Deri acknowledged, however, that Liberman “has his own political considerations.”
Lion, who is the official candidate of the Likud-Yisrael Beytenu faction, has repeatedly rejected suggestions that he had struck any deals with ultra-Orthodox leaders. A spokesperson for his campaign told The Times of Israel Tuesday that “there are absolutely no agreements or understandings with any individual or sector.”
Liberman’s spokesman Tzachi Moshe said that a pact to dismantle the coalition is merely “wishful thinking” on Deri’s part. Moshe also said that Deri, in Tuesday’s interview, never explicitly confirmed the existence of such an agreement, adding that it was obvious that no such deal existed.
A Yisrael Beytenu source said Deri’s statements about a secret deal were “wild, imaginative thoughts” that have no grounding in reality.
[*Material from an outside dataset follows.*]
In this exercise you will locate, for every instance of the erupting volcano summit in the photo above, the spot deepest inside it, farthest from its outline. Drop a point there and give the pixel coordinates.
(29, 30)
The source further said that it didn’t make sense for Yisrael Beytenu — a party that has long advocated for universal conscription — to promise the destruction of the coalition so the Haredim can enter and thwart such a law.
The Barkat camp, on the other hand, embraced Deri’s interview as an opportunity to discredit Lion. “We always knew that the candidacy of Moshe Lion — a man from Givatayim — was based on dirty political tricks, but we didn’t know how deep it would run,” Stephan Miller, an adviser to Barkat’s re-election campaign, told the Times of Israel. “The truth is that Jerusalemites are too smart to buy this Deri-Liberman deal. They will vote in big numbers next week for Mayor Barkat and his party, rejecting Deri and Liberman’s dirty politics.”
A nationalist party mostly targeting secular voters, Yisrael Beytenu was one of the first voices in Israel to oppose the law that enabled yeshiva students to receive blanket draft exemptions. The so-called Tal Law was struck down by the Supreme Court last year as unconstitutional, and the Knesset has been working on new legislation ever since.
In a particularly dirty mayoral election campaign, Barkat — an independent with little backing from the national political establishment but substantial support among Jerusalemites — has accused Lion of being a marionette obedient to Deri and Liberman, attacking his competitor’s competence and integrity. Lion maintains he will not be anyone’s puppet and vows to be more attuned than the incumbent to Jerusalem residents’ real needs.